Installations industrielles au Gabon en activité
L'industrialisation reste un chantier suivi de près par les acteurs politiques gabonais.

Ce que réclame le RPM

Dans une déclaration relayée cette semaine, le RPM salue les résultats affichés de la visite d'État effectuée en France par le chef de l'État, du 19 au 22 juillet. Le parti reconnaît l'importance de ces échanges pour l'image économique du Gabon à l'international. Mais il ne s'arrête pas aux félicitations : il demande au gouvernement d'accélérer la mise en œuvre concrète des engagements pris à cette occasion.

Selon nos informations, le message du RPM vise avant tout la traduction opérationnelle de ces annonces diplomatiques. Un déplacement présidentiel réussi ne vaut, pour ce parti, que s'il débouche sur des usines qui tournent, des emplois créés et des filières locales renforcées.

Pourquoi ça compte pour les Gabonais

L'industrialisation revient sans cesse dans le débat public parce qu'elle touche au quotidien de milliers de familles : transformer le bois, le manganèse ou les produits agricoles sur place plutôt que de les exporter bruts, c'est autant de valeur ajoutée et d'emplois qui pourraient rester au pays. À Libreville comme à Owendo ou Franceville, beaucoup attendent que ces grands accords se traduisent par des chantiers visibles et des recrutements locaux.

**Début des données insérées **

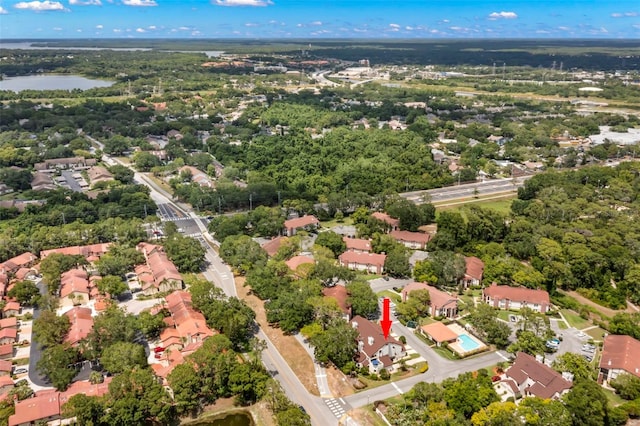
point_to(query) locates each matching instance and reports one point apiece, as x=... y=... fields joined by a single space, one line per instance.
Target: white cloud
x=631 y=14
x=503 y=15
x=85 y=2
x=140 y=3
x=39 y=5
x=252 y=3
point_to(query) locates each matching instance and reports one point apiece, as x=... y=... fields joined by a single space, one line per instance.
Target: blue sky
x=319 y=19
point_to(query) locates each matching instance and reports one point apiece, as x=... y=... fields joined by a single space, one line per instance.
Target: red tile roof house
x=392 y=224
x=439 y=333
x=272 y=246
x=81 y=325
x=620 y=354
x=340 y=294
x=188 y=324
x=6 y=351
x=74 y=288
x=357 y=244
x=473 y=273
x=11 y=266
x=374 y=351
x=515 y=298
x=8 y=336
x=532 y=378
x=442 y=304
x=369 y=262
x=412 y=240
x=91 y=252
x=307 y=222
x=159 y=274
x=47 y=405
x=5 y=368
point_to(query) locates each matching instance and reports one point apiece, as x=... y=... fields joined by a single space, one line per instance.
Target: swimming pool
x=467 y=343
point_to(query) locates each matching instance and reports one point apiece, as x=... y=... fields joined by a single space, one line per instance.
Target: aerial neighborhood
x=320 y=239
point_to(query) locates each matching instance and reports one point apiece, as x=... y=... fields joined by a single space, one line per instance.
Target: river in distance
x=51 y=82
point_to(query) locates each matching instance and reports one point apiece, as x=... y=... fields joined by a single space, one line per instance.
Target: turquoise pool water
x=467 y=343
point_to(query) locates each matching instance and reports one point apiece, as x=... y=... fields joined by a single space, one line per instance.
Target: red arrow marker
x=386 y=321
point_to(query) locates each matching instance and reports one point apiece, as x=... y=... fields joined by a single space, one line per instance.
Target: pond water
x=235 y=419
x=51 y=82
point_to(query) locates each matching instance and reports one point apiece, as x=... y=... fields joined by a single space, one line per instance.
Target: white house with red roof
x=620 y=354
x=528 y=377
x=158 y=273
x=81 y=324
x=306 y=222
x=368 y=262
x=516 y=298
x=357 y=244
x=473 y=272
x=374 y=351
x=412 y=240
x=441 y=303
x=391 y=223
x=47 y=405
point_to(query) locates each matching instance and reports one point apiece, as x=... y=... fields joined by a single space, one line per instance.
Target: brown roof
x=517 y=294
x=18 y=262
x=437 y=298
x=296 y=261
x=475 y=267
x=548 y=382
x=357 y=244
x=340 y=294
x=6 y=349
x=368 y=329
x=363 y=258
x=411 y=237
x=301 y=222
x=9 y=322
x=81 y=324
x=621 y=352
x=386 y=219
x=439 y=332
x=74 y=281
x=272 y=246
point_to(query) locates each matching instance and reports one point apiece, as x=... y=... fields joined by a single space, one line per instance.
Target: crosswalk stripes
x=335 y=407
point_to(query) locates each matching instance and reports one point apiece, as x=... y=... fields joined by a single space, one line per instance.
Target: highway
x=467 y=190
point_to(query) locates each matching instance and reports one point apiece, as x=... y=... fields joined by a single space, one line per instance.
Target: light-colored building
x=374 y=351
x=516 y=298
x=620 y=354
x=368 y=262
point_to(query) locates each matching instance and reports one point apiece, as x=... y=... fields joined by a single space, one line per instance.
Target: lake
x=51 y=82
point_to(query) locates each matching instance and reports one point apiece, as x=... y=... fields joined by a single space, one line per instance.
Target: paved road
x=489 y=187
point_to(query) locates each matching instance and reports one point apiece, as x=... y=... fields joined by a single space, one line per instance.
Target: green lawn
x=596 y=333
x=574 y=319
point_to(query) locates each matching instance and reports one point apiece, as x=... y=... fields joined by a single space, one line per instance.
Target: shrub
x=384 y=374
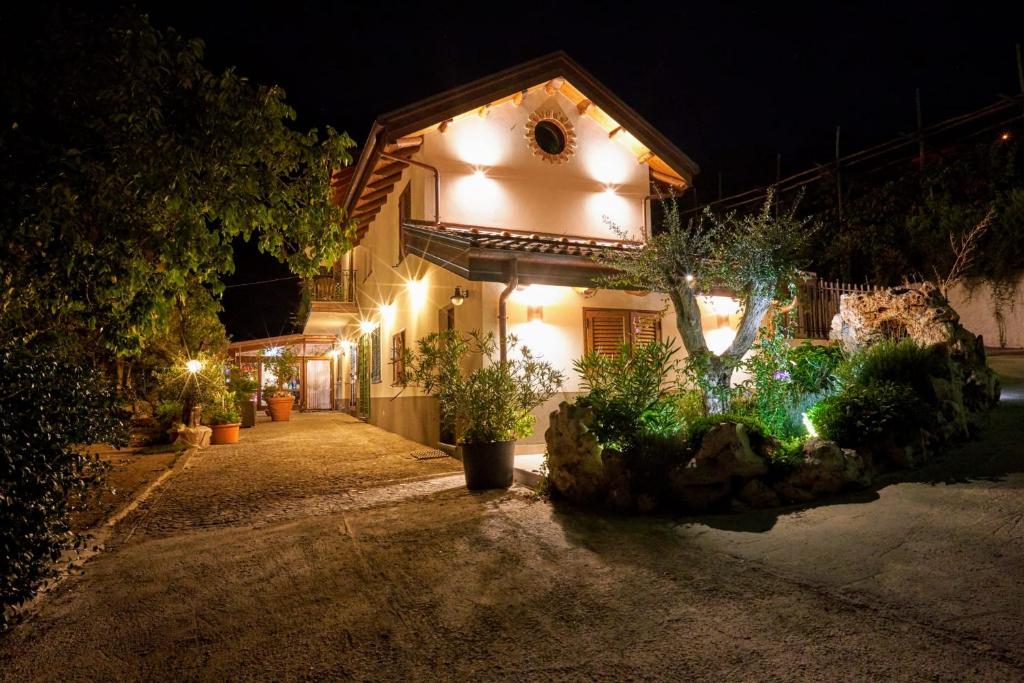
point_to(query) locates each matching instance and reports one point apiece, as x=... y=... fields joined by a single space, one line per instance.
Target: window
x=398 y=357
x=375 y=355
x=404 y=213
x=605 y=330
x=550 y=136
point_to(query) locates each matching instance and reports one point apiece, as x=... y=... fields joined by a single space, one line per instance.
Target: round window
x=550 y=137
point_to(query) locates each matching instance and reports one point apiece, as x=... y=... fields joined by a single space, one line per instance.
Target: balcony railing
x=336 y=286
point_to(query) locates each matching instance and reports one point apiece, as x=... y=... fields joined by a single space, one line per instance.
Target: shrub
x=812 y=368
x=168 y=414
x=901 y=361
x=861 y=414
x=225 y=413
x=492 y=403
x=631 y=394
x=48 y=407
x=696 y=430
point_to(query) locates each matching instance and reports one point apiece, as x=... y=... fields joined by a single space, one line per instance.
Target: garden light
x=809 y=426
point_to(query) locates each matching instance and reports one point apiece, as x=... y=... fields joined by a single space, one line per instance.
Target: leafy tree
x=49 y=408
x=128 y=167
x=748 y=254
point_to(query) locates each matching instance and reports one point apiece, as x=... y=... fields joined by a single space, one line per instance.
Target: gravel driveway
x=321 y=550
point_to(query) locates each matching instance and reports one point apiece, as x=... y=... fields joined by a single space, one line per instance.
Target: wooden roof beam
x=389 y=169
x=371 y=205
x=403 y=143
x=373 y=197
x=668 y=179
x=386 y=181
x=554 y=85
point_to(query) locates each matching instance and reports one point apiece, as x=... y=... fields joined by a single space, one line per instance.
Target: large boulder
x=919 y=311
x=825 y=469
x=576 y=467
x=725 y=453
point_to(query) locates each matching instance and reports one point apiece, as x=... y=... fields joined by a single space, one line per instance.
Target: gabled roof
x=481 y=254
x=363 y=188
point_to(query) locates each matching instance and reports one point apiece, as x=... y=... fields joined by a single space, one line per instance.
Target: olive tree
x=752 y=255
x=129 y=167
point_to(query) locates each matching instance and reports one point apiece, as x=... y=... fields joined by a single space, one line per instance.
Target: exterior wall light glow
x=459 y=297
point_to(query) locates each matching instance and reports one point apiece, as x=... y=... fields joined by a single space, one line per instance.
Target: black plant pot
x=488 y=465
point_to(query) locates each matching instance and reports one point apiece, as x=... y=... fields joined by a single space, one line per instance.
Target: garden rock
x=757 y=494
x=826 y=469
x=724 y=453
x=919 y=311
x=576 y=468
x=197 y=437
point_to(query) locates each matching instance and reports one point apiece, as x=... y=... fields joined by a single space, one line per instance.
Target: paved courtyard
x=321 y=549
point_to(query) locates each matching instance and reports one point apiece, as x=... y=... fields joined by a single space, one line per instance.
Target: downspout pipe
x=503 y=312
x=437 y=181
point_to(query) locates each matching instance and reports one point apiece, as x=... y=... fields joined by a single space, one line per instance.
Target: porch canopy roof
x=255 y=346
x=485 y=254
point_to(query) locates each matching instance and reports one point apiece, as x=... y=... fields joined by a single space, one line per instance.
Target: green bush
x=696 y=430
x=901 y=361
x=860 y=414
x=226 y=413
x=812 y=368
x=49 y=409
x=631 y=394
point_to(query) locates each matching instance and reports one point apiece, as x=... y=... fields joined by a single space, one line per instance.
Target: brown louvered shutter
x=606 y=331
x=645 y=328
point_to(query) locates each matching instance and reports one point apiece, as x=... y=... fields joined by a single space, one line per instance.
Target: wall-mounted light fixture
x=459 y=297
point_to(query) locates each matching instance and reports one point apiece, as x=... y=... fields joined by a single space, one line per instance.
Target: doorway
x=318 y=384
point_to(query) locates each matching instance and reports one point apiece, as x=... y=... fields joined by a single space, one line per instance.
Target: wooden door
x=317 y=384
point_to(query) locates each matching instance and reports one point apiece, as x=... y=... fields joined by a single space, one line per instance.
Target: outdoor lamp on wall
x=459 y=297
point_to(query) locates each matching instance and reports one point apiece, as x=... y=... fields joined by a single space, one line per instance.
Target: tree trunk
x=716 y=376
x=718 y=386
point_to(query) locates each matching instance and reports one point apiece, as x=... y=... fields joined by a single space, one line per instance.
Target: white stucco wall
x=491 y=177
x=977 y=311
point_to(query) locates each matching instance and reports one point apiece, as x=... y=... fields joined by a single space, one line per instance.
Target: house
x=483 y=208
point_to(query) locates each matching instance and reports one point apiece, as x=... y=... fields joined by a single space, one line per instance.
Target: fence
x=817 y=303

C'est précisément ce décalage, souvent constaté entre les annonces de partenariats internationaux et leur exécution sur le terrain, que le RPM pointe du doigt. Le parti ne conteste pas la démarche diplomatique du président de la République, il en demande le prolongement.

Et maintenant ?

Aucune réaction officielle du gouvernement n'a pour l'instant été rendue publique face à cet appel. La balle est dans le camp de l'exécutif, à qui il revient de préciser un calendrier de mise en œuvre des engagements évoqués lors du séjour parisien.

Pour les citoyens, l'enjeu est simple : voir, dans les mois qui viennent, si ces promesses de coopération se transforment en investissements identifiables, en zones industrielles actives ou en créations d'emplois mesurables. C'est à cette aune, plus qu'aux discours, que l'opinion jugera la portée réelle de la visite d'État.